This repository holds code for the bulk fitness assay described in this 2016 Cell Paper. In short it infers fitnesses from barcode abundance data, specifically designed for serial growth/dilution experiments.
The methods implemented here are for inferring the (relative) fitness of individuals in a population undergoing serial growth and dilution. The methods should also work for inferring fitness in other situations, but have not been tested/optimized for those conditions. It is important to note that fitness is not an absolute quantity, especially in experiments with near constant population sizes; instead, it is differences in fitness between organisms which can be measured.

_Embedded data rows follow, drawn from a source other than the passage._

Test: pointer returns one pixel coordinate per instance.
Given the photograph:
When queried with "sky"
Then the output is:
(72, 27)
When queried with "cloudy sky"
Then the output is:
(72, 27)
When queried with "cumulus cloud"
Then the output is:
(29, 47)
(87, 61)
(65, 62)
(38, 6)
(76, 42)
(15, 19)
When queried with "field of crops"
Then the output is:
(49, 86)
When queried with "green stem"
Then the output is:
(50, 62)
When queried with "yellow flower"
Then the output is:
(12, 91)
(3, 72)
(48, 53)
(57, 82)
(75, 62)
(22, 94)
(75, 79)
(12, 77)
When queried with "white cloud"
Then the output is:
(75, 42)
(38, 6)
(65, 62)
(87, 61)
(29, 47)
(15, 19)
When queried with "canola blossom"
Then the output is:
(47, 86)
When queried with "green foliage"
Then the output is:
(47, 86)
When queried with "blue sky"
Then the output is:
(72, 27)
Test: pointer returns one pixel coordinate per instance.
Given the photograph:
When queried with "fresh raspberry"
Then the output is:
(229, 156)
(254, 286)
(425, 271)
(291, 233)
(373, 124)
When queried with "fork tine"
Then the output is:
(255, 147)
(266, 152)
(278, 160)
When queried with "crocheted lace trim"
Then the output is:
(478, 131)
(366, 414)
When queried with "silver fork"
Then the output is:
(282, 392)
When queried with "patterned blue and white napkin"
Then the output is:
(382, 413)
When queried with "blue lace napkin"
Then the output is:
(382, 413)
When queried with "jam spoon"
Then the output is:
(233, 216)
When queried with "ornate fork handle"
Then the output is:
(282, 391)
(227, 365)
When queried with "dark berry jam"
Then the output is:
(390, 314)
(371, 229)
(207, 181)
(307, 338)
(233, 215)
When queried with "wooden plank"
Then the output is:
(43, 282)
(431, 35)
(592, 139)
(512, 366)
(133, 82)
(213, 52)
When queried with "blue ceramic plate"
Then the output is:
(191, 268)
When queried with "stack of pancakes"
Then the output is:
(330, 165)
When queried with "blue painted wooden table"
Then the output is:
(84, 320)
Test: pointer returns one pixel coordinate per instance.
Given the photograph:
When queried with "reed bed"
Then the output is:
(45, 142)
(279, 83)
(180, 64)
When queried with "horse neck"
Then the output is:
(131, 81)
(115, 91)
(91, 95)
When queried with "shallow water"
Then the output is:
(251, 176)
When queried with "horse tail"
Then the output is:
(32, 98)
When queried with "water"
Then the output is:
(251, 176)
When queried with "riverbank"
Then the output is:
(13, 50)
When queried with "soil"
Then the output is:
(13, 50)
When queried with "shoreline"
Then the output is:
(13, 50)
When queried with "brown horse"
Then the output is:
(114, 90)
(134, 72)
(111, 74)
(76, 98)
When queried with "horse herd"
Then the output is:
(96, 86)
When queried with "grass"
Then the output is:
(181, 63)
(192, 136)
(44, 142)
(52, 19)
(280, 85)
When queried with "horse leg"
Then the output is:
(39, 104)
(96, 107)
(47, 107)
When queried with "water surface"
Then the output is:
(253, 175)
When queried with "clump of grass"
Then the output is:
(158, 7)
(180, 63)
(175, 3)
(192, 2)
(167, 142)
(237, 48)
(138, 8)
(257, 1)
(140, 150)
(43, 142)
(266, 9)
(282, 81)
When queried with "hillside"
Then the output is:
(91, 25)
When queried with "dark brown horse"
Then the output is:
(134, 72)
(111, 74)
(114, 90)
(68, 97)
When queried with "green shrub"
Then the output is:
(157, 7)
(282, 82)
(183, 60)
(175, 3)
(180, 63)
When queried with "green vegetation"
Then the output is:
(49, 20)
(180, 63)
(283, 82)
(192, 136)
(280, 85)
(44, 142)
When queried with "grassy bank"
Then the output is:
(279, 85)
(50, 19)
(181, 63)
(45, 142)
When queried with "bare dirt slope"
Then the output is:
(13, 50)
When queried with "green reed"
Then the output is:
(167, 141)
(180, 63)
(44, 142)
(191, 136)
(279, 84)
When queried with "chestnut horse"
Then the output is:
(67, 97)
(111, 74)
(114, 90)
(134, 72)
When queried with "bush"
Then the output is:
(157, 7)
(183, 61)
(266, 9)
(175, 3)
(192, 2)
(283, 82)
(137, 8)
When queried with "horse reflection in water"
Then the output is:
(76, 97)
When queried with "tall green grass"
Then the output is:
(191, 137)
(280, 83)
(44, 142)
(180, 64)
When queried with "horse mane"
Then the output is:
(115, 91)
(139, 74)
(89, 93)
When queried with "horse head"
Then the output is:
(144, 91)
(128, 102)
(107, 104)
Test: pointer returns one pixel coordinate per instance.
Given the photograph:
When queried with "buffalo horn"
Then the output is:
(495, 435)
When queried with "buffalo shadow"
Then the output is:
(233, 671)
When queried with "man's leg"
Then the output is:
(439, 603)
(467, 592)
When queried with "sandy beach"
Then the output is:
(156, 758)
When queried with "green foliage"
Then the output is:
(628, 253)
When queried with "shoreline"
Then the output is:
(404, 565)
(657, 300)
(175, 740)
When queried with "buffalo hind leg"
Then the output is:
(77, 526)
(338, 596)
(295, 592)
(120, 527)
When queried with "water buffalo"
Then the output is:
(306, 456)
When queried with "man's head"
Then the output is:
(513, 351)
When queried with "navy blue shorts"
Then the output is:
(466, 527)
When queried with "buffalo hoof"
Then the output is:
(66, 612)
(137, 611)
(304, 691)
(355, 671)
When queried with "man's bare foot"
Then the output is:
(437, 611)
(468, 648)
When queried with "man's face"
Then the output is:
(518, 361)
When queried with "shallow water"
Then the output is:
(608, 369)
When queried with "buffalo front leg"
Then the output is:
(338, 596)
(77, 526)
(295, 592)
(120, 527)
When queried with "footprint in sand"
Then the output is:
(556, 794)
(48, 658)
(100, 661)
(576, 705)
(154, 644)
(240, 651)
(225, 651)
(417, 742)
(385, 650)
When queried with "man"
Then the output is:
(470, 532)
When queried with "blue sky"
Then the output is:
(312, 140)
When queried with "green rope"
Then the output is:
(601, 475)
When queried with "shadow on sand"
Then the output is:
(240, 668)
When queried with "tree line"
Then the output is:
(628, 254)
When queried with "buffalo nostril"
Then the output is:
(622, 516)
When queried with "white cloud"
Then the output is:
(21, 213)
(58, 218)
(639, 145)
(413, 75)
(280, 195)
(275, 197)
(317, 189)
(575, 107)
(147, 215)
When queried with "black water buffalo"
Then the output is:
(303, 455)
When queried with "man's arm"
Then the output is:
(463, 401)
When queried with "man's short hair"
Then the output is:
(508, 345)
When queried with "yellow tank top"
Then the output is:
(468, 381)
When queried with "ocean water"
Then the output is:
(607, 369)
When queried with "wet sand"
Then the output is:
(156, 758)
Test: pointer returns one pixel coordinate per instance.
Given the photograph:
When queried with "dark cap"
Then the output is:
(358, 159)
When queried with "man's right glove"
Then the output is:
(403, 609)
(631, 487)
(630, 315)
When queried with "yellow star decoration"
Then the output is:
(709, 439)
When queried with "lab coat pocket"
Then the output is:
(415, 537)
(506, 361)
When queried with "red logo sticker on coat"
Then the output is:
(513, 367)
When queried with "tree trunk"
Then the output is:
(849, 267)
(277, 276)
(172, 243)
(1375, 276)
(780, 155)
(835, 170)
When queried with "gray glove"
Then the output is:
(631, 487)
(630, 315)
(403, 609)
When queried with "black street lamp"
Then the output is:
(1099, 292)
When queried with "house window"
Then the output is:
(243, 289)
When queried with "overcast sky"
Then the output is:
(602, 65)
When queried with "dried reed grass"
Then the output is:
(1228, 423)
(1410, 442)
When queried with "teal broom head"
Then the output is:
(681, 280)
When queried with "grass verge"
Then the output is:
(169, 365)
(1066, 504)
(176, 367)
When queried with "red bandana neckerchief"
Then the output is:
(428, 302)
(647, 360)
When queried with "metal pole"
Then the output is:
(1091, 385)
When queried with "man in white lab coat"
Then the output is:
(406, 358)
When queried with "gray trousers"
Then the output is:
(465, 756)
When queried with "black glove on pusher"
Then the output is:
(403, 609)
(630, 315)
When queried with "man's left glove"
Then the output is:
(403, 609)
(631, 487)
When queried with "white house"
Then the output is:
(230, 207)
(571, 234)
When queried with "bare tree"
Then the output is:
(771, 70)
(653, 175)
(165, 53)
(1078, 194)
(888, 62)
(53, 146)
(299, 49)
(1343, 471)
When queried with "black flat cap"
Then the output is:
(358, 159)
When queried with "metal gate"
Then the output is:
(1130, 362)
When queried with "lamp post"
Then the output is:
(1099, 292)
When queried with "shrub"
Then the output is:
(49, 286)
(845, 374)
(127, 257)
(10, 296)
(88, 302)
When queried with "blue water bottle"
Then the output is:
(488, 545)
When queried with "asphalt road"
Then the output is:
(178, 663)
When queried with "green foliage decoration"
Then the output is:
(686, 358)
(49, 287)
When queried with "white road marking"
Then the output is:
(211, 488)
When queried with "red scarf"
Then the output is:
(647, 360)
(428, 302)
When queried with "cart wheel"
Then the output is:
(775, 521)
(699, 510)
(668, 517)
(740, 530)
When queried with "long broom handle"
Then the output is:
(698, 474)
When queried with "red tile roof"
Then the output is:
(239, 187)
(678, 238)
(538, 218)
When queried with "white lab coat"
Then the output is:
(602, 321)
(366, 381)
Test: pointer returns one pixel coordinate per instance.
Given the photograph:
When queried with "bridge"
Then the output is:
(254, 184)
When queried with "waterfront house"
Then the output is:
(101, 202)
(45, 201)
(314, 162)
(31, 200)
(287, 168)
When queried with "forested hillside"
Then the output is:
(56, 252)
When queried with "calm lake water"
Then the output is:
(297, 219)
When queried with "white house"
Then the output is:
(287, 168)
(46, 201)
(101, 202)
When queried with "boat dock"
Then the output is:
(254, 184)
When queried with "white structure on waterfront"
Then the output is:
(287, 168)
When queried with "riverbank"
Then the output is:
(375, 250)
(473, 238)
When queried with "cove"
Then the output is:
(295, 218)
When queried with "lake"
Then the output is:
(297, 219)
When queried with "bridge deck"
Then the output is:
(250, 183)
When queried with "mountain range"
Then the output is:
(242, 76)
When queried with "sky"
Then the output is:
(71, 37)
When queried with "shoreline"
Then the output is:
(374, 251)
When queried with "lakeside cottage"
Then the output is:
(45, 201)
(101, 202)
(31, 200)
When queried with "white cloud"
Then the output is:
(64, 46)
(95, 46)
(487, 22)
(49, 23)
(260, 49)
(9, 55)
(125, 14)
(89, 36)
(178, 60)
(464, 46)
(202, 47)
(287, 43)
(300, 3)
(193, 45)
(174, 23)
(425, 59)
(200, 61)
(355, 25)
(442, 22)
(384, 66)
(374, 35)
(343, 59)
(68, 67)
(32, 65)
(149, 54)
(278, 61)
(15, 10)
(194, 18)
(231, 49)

This code is primarily for use in analyzing data from bulk fitness assays, where mutants are competed against an ancestor or known reference strain in order to estimate their fitnesses relative to the ancestor. DNA barcoding technology, among other tools, can be used to measure abundances of different lineages throughout the course of an experiment/assay. This abundance data can then be translated to information about the relative growth rates of different organisms. This particular method measures the fitness effects of pre-existing variation and is optimized for competetive assays with a short duration (so no further evolution occurs during the experiment).
This method is designed around the assumption that the ancestral/reference strain is the largest component of the pool of organisms throughout the experiment. It can either be given a list of putatively neutral (relative to the reference) strains, and it will further filter that list to the "true" neutrals. If no list is given, then it attempts to isolate the majority phenotype and mark those as the reference strain.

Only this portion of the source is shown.